Recommended formula:
```text
score = clamp((agent_reward - baseline_reward) / (target_reward - baseline_reward), 0, 1)
```
Where:
- `baseline_reward` is produced by a naive deterministic policy
- `target_reward` is produced by a stronger heuristic dispatch policy
### Baseline Policy
Simple rule-based dispatcher:
- sort active orders by earliest deadline
- assign nearest idle agent greedily
### Target Policy
Stronger heuristic dispatcher:
- score orders using reward, travel cost, deadline slack, and congestion-adjusted feasibility
- greedily assign the best feasible matches
Example heuristic:
```text
priority = 1.5 * reward_value - 1.0 * travel_cost - 2.0 * urgency_penalty
```
This gives stable anchors for normalization and makes scores interpretable across tasks.
## Per-Task Grader Output
Recommended output:
```json
{
"task_id": "hotspot_congestion",
"raw_reward": 57.0,
"baseline_reward": 24.0,
"target_reward": 68.0,
"score": 0.75
}
```
## Terminal Resolution
When the configured decision-step budget is exhausted:
- assigned orders that would still finish before their service cutoff are resolved and scored
- assigned orders that would miss cutoff are expired
- visible unassigned orders are expired immediately
- not-yet-visible future orders are ignored
This keeps episode length bounded while preserving deterministic final scoring.
## Overall Score
Recommended weighted average:
- low demand: `0.2`
- high demand: `0.3`
- hotspot + congestion: `0.5`
This makes the hardest and most realistic task matter most.

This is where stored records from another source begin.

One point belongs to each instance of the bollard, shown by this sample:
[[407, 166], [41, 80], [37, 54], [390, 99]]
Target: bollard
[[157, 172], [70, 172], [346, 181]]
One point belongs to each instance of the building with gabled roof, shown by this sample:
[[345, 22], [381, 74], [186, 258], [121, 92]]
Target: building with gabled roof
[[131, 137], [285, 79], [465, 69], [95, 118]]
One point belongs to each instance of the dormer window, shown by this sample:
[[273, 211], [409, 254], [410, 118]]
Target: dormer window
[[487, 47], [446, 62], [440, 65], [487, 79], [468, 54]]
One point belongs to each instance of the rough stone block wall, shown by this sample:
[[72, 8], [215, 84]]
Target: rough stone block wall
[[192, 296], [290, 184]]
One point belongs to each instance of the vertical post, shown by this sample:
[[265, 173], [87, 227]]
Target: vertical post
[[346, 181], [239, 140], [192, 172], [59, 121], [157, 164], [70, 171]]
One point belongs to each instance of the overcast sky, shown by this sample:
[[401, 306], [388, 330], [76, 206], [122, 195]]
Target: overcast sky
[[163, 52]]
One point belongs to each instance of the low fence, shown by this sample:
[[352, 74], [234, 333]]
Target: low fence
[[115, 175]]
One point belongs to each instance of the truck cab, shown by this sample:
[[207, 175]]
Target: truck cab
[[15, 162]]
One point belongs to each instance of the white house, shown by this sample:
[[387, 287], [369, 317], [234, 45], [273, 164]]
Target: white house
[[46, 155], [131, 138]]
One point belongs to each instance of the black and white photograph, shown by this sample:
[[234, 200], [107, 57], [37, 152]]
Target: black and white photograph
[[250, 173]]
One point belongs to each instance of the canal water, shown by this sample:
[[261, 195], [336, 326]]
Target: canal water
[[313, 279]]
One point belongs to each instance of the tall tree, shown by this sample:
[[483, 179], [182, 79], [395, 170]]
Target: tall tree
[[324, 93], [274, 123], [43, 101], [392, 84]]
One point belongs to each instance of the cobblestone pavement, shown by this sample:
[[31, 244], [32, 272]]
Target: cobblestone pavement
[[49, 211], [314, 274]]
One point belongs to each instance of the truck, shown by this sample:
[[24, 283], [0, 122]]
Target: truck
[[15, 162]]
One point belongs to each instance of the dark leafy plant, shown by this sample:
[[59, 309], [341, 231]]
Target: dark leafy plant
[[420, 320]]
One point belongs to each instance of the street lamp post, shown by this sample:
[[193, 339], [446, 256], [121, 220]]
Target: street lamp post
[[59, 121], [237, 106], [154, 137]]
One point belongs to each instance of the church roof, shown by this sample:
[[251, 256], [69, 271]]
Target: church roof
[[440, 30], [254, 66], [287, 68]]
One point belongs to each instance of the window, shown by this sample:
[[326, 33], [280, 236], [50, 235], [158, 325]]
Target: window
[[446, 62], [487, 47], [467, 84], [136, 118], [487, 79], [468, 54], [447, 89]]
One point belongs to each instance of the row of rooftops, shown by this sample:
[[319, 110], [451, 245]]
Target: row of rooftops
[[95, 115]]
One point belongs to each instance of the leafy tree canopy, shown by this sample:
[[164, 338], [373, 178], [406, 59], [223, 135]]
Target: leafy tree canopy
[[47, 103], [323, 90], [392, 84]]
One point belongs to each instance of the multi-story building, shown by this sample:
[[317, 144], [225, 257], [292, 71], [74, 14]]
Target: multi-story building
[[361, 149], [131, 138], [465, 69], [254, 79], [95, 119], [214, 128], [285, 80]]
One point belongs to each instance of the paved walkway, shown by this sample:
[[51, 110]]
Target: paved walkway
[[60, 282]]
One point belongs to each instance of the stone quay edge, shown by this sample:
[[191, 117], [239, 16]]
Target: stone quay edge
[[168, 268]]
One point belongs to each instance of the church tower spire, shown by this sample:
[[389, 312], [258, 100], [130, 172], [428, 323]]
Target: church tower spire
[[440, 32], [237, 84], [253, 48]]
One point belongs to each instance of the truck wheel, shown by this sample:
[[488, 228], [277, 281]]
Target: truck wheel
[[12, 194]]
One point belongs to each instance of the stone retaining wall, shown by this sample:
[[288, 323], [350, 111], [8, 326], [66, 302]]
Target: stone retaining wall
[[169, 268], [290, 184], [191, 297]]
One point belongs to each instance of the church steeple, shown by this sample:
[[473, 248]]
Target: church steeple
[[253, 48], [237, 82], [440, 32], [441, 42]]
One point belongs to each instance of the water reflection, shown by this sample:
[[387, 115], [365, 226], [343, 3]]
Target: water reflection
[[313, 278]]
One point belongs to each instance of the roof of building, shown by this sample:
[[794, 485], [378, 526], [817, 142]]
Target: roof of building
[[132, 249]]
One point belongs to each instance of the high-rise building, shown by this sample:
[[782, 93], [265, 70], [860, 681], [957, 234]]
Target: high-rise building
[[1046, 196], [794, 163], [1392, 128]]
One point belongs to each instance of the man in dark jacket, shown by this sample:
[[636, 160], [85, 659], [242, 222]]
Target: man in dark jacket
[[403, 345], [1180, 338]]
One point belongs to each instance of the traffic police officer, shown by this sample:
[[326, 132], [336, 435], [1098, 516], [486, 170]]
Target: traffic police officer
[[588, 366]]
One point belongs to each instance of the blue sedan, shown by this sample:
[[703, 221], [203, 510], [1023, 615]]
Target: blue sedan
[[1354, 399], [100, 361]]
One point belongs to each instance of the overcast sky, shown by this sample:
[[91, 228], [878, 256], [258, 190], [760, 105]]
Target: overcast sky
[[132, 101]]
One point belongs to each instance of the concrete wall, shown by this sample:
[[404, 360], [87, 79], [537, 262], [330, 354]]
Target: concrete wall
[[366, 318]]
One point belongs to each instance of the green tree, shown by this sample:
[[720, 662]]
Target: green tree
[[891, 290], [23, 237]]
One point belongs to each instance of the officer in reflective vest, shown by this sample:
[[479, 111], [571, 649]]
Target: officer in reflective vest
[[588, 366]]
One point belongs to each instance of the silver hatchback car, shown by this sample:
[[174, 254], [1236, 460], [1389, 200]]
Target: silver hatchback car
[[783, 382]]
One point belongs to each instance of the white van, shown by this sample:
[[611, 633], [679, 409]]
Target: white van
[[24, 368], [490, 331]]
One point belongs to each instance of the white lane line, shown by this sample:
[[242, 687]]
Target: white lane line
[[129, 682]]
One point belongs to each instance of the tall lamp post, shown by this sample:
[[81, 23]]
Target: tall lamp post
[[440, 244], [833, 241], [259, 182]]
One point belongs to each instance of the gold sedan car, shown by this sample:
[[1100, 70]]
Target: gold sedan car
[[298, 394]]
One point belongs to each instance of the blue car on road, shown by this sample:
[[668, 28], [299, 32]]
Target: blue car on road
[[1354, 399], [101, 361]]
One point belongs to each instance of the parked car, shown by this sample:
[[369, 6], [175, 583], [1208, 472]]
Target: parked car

## Submission Requirements Alignment
This spec is designed to support:
- real-world environment framing
- clear `step()`, `reset()`, `state()` behavior
- 3 distinct tasks
- reproducible graders
- meaningful reward shaping
- lightweight execution under hackathon constraints
## Why This Version Is Good
This version is strong because it stays:
- realistic
- deterministic
- judge-friendly
- fast enough to validate
- rich enough to show non-trivial LLM reasoning
It also avoids the common trap of overbuilding simulation complexity before the environment core is solid.